Trading away a star like Harden, and Jeff Green has been looked upon as mistakes by the Thunder. However, I’m still not sold that trading Harden wasn’t the right thing to do. What the Thunder received in return for him was the failure. In any case, that falls in the lap of guys like GM Sam Presti. Not Brooks. This franchise deserves admiration for how quickly they’ve become not only relevant, but also borderline dominant in such a short time. However, firing Brooks was a mistake. Especially, after an injury plagued season. But, we all get second chances, to correct mistakes. Most of the time anyway. So, who should be the replacement? Two names that have been mentioned prominently are Kevin Ollie, and Billy Donovan. The Bulls’ Tom Thibodeau has also been mentioned. Of course, he still has a job, and I’m not sure his style of play or his demeanor would fit well with the team already in place. Names like Alvin Gentry should also be on the list as well. But, one name hasn’t been mentioned, and that name is Mike D’Antoni.
The 63-year-old D’Antoni, gets a bad rep for his time coaching the New York Knicks and Los Angeles Lakers. Probably, rightfully so in New York. Not rightfully so in L.A. The Knicks were bad, with a 121-167 record and they made the playoffs only once in three and a half seasons. He wasn’t any better in L.A. with a 67-87 record in his two seasons there. It wasn’t a good fit, however. An aging Kobe Bryant, a seemingly aging at the time Pau Gasol, and a soon to be unrestricted free agent Dwight Howard with a bad back, and a bad attitude, was never a good mix for D’Antoni’s high-octane style. However, before NYC and L.A. there was Phoenix.
All the Suns did under D’Antoni, who has been an assistant to Duke coach Mike Krzyzewski on the U.S. Olympic and FIBA World Championship teams since 2006, was win three consecutive Pacific Division titles from 2005-2007, and make two appearances in the Western Conference Finals in his four seasons there. The Suns offense under D’Antoni and point guard Steve Nash was one of the most prolific in NBA history. It’s the defense that wasn’t there. But, who cares when you win the way the Suns won in that time span. One example of a team succeeding with a subpar defense is the 2010 Auburn Tigers. That defense ranked 11th among 12 SEC schools in 2010. But, won the national title. Sure, it’s College Football, but there are similarities.
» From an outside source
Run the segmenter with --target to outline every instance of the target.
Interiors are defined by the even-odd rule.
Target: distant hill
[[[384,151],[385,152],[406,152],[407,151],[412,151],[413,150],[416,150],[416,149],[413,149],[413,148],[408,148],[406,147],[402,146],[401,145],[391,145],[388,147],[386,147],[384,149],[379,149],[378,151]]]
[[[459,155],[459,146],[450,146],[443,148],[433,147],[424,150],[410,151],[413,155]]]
That team led by Cam Newton had an explosive offense that scored so quickly, that it often times put its defense back on the field much too soon. Much like Auburn, The Suns’ up and down pace put it’s defense in bad situations. However, you don’t have that kind of success and not at least make timely stops. Last time I checked Westbrook, and Serge Ibaka can play a little D. So, timely defense would be quite possible.
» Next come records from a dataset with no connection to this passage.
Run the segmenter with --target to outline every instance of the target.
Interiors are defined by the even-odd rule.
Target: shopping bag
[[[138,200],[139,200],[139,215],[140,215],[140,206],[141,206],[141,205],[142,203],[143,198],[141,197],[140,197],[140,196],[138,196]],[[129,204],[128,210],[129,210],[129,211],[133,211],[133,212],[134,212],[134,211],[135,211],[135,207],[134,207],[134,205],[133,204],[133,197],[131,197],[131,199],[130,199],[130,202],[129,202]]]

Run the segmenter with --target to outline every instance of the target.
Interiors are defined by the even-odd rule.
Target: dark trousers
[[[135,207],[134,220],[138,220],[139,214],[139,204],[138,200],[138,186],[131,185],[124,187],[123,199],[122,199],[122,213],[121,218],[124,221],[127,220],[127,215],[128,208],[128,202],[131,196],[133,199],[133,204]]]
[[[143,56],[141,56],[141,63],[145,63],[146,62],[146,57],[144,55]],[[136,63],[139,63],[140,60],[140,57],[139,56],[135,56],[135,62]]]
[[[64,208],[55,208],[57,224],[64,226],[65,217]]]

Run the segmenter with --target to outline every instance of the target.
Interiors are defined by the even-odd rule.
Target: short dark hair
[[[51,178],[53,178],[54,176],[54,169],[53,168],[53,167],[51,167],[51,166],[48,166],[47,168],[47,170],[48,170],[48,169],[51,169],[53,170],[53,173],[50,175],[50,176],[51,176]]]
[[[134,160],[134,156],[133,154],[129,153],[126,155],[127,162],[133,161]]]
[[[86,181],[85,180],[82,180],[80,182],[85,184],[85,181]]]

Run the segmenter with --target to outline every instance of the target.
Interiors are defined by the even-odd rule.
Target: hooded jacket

Then, there’s the offense. Can you imagine Westbrook and Durant in that offense? It could be sick. One of the knocks on Scott Brooks was his unimaginative offense. There is nothing unimaginative about D’antoni’s offense. Plus, D’Antoni has had a relationship with Durant and Russ on the U.S. National teams. This fit makes sense to me. He’s proven he can win big at the highest level with the right players, and he would bring a more exciting brand of basketball to one of the most energetic home crowds in the league. Mike D’Antoni makes a lot of sense in Oklahoma City.